Prior to the Test series, chairman of the England and Wales Cricket Board was quoted saying that he expected England to win the series easily as he felt West Indies are a mediocre team.

Reacting to the comments, Smith stated that such comments are always taken in a positive manner by him and the team.

“Yeah they motivate me.

“Not just me but the entire team wanted to prove them wrong.

“You just have to go out there and put in your best to upset their expectations.”

Smith who is the first Grenada player to represent West Indies will get the opportunity of playing in front of his home crowd for the first time on Tuesday.


The 33-year-old seemed excited at the opportunity and hopes to put up an impressive show on his home ground.

“Looking forward to the experience.

“I’m the first person to play Test cricket at home and it can be a good achievement for me.”

When asked about the surface in Grenada, Smith reckons that is will be a good batting pitch with the spinners likely to play a key role.

Stressing on the need to grind out an innings, Smith feels that batsmen with a lot of patience will succeed in Grenada.

“I think it is a good wicket to bat.

“On the fourth and fifth day, the ball might turn a bit.

“Having said that, I think it’s a great wicket to bat on as long as you apply yourselves.
“You need to concentrate hard to get your results.”

The first Test in Antigua proved to be a graveyard for bowlers with very little purchase for both the pacers and spinners.

Smith expects the trend to continue in the second Test as well although he feels that there will be a better balance between bat and ball.

“Yeah it will be hard work for the bowlers.

“If the batsmen decide to occupy the crease, they will get runs.

“But the same time, if bowlers put in extra effort, there will be rewards for them too.

“So, it’s a one-way wicket.”

With the track expected to turn, England are bolstered by the return of all-rounder Moeen Ali who can be effective with his off-spin.

Smith believes that the pitch in Grenada will help spinners considerably than it did in Antigua and expects teammate Devendra Bishoo to get some bite from the surface.

“As I said the wicket will turn a bit on the last two days.

“Maybe it will turn more than it did at Antigua.

“I think it’ll help Bishoo.
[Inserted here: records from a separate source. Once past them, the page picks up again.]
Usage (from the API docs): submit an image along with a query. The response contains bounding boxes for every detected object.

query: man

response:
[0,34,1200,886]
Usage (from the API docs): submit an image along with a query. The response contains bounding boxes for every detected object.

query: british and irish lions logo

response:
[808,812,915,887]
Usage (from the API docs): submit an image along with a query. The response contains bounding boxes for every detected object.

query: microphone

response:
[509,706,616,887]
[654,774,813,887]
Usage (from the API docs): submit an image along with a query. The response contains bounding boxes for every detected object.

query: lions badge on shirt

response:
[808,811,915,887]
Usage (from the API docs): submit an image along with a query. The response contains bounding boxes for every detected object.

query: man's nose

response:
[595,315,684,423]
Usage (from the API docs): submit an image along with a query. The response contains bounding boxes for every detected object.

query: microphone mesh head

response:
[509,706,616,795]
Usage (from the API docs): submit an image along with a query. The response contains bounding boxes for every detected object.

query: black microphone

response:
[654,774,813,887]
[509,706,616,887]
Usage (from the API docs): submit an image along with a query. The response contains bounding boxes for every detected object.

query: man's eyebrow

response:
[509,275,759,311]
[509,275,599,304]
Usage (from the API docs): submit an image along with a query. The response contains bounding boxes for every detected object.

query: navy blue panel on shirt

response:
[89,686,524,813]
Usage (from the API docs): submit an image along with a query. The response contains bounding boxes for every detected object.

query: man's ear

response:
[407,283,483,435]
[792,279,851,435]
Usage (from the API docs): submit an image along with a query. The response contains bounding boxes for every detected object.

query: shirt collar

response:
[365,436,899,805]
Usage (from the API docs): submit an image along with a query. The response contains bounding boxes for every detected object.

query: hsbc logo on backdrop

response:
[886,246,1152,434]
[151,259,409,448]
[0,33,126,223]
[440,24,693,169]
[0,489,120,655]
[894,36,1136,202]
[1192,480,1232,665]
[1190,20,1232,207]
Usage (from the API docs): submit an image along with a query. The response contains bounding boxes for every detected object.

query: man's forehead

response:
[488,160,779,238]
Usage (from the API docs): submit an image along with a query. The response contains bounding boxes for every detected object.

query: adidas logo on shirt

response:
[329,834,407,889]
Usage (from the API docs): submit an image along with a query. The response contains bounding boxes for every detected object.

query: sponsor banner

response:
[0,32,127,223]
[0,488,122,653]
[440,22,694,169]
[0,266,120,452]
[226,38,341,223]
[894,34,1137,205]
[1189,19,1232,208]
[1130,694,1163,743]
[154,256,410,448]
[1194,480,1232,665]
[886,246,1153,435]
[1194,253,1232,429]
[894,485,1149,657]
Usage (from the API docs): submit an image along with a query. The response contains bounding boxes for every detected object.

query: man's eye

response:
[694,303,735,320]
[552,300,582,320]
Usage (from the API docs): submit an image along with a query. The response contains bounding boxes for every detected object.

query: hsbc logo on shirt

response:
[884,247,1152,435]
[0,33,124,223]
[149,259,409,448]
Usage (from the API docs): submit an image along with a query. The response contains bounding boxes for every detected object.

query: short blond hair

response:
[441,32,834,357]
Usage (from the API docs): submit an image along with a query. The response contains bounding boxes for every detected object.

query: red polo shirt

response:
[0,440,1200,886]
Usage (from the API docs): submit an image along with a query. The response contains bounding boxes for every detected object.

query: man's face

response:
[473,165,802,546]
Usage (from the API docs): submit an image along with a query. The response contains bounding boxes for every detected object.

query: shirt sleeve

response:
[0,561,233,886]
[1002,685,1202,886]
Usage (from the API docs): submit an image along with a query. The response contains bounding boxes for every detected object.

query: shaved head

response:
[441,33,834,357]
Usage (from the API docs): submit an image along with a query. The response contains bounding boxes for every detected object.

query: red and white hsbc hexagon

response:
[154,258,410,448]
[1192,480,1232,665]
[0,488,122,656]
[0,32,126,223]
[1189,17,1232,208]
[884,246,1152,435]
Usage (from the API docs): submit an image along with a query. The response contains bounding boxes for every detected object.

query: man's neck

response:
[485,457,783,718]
He is in good form and hopefully it turns out well for him.”

Having batted out close to 130 overs in the fourth innings to save the first Test, Smith believes West Indies have gained a psychological boost heading to the second Test.

Smith expressed satisfaction at his team’s performance which forced a result that not many including their fans thought possible.

“I think the guys are pumped up and all are looking forward to the second Test.

“The way we saved the Test match, it’s been amazing because people expected us to lose.

“But the guys went out there believing in their ability and they came out trumps.”

Smith set up the foundation for West Indies in the fourth innings of the first Test with an extremely gritty 175-ball 65 which was his highest Test score in almost 10 years.

Expressing happiness over his return to form, Smith revealed being able to reinvent himself during the knock which lasted more than three hours.

“I think sometimes before I used to put myself under unnecessary pressure.

“I found a different side of myself in the first Test as I just tried to express myself.”

With series still locked 0-0, all focus will be on local boy Smith when the two sides meet on Tuesday in Grenada for the second Test.

Terming the opportunity to play on his home ground as a ‘dream’, Smith hopes that it will spur him to raise his game to be a better cricketer.

“It has been a dream.

“I know my whole family will be here to support me even before the first ball will be bowled.

“At least that will motivate me to do great things in future.”

In what has been a bizarre Test career so far, Smith has only four fifties in the last 10 years with a career average of 25.01 from 37 matches.